Chester Caddas, Pacific’s head football coach from 1972-78, was tough-minded and gave student-athletes a sense of family and togetherness. Courtesy photo by The Record

Beloved Pacific Tigers football coach remembered

Chester Caddas was tough on young student-athletes, but the kind of man who mixed a southern charm and humor to give University of the Pacific football players a feeling of family, togetherness and love. For many, he represented what it was to be a Pacific Tiger. Caddas passed away July 27.

Caddas came to Pacific when future NFL head coach Buddy Ryan, Pacific's defensive coordinator for the 1967 season, recommended Caddas for a coaching position for the 1968 campaign.

In a video clip shared on social media following the news of his death, Caddas recalled sleeping in Grace Covell Hall the evening before his job interview.

"I got up the next morning and fell in love with the place," Caddas said in the video. "I never have fallen out of love (with Pacific). I interviewed during the day. I called my wife and told her I was going to take the job. It was the beginning of a long relationship that has had some rough places, but a lot of great, great times. A wonderful place, I loved it all." He influenced hundreds of Pacific student-athletes in doing what he loved. Among those Caddas influenced was NFL coach Pete Carroll.

"He represented all that was great about being a Tiger!," was posted by Carroll's Twitter account. "He truly symbolized Tiger football- the togetherness, the toughness, the competitiveness, the never back down from any challenge mentality, and the love. ..."

Caddas knew the human side of his coaches and players.

"I'd say his style was tough love with a little southern humor mixed in," Ted Leland '70, '74, Caddas' defensive coordinator for three seasons, told The Record. "He made us all feel as a family. He had a real feel for football players and a real feel for human side. He had a way of coaching that transcended X's and O's."

Caddas, a Tennessee native, graduated in 1957 from Murray State, where he met his wife of 61 years, Bette. They two had three children, Lyn Matasci, Chris Caddas and Rachel Buckman, who preceded her parents in death. Bette Caddas died in September 2017.
 
Caddas' coaching career began at Vanderbilt University in 1966.

Known as a defensive specialist who could develop tough defenses, Caddas was an assistant coach at Pacific from 1968-71. He took over the football program from Homer Smith after a 3-8 season. Caddas turned around the program in his first year for an 8-3 overall record and 3-1 record in the Pacific Coast Athletic Association (PCAA). Pacific football teams had four winning seasons during his time as head coach with an overall 38-38-2 record. He was a 1992-93 Pacific Athletics Hall of Fame inductee.
 
Last year, Pacific alumnus Dick McClure organized a reunion and Caddas was touched that more than 60 former players returned to Stockton to reminisce and visit with him.

"He was in his element, reconnecting with his players," daughter Lyn Matasci told The Record.

Caddas' influence was recognized in a recent history of the university.

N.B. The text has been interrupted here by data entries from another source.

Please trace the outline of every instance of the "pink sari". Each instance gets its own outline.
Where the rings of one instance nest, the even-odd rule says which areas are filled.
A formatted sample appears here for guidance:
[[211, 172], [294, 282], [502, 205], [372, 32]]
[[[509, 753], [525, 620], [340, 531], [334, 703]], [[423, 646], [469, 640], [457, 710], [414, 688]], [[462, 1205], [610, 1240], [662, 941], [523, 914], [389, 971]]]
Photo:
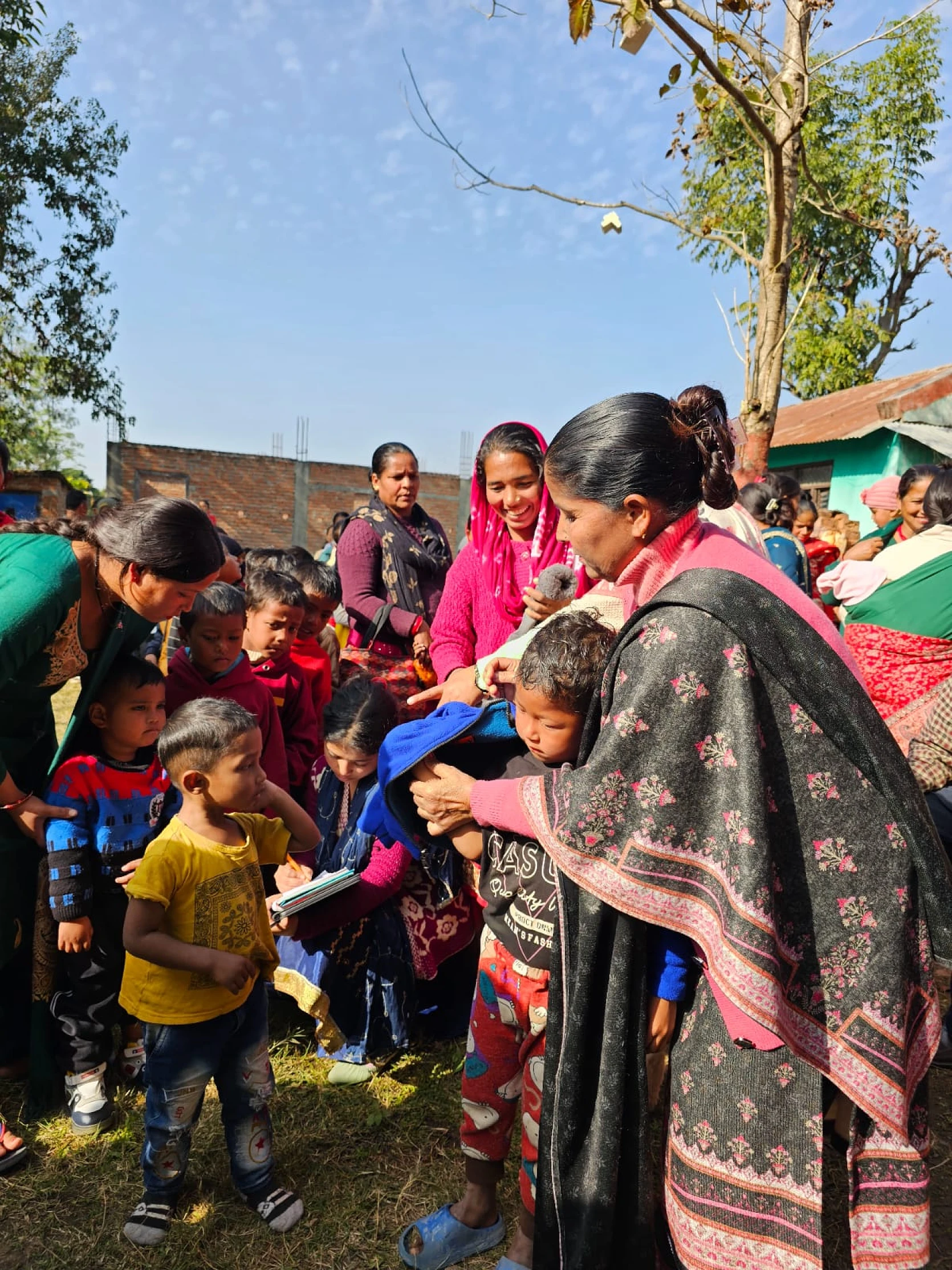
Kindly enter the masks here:
[[[499, 424], [499, 427], [506, 427], [506, 424]], [[512, 424], [508, 424], [508, 427], [512, 427]], [[548, 447], [542, 433], [529, 423], [519, 423], [518, 427], [526, 428], [527, 432], [533, 434], [545, 455]], [[490, 431], [495, 432], [495, 428]], [[486, 437], [482, 439], [485, 441]], [[482, 575], [493, 592], [504, 620], [518, 626], [523, 618], [526, 606], [523, 605], [522, 591], [515, 580], [515, 547], [505, 521], [489, 505], [486, 490], [479, 480], [475, 465], [470, 494], [470, 517], [472, 549], [479, 556]], [[531, 585], [536, 584], [538, 575], [548, 565], [567, 564], [578, 574], [579, 589], [576, 594], [581, 596], [589, 589], [585, 566], [575, 556], [567, 542], [560, 542], [556, 538], [557, 526], [559, 508], [552, 502], [548, 489], [543, 484], [536, 532], [532, 536], [532, 545], [529, 547]]]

"Those men who had the good fortune to play under Chester Caddas from 1972-78 developed a great esprit de corps working with perhaps Pacific's most beloved football coach," reads a passage from "Pacific on the Rise: The Story of California's First University." "Caddas' teams were the only winners in the PCAA/Big West Conference over the quarter of a century of Pacific in the conference." Besides his daughter and son, Caddas is survived by six grandchildren and three great grandchildren. Memorial services are yet to be announced.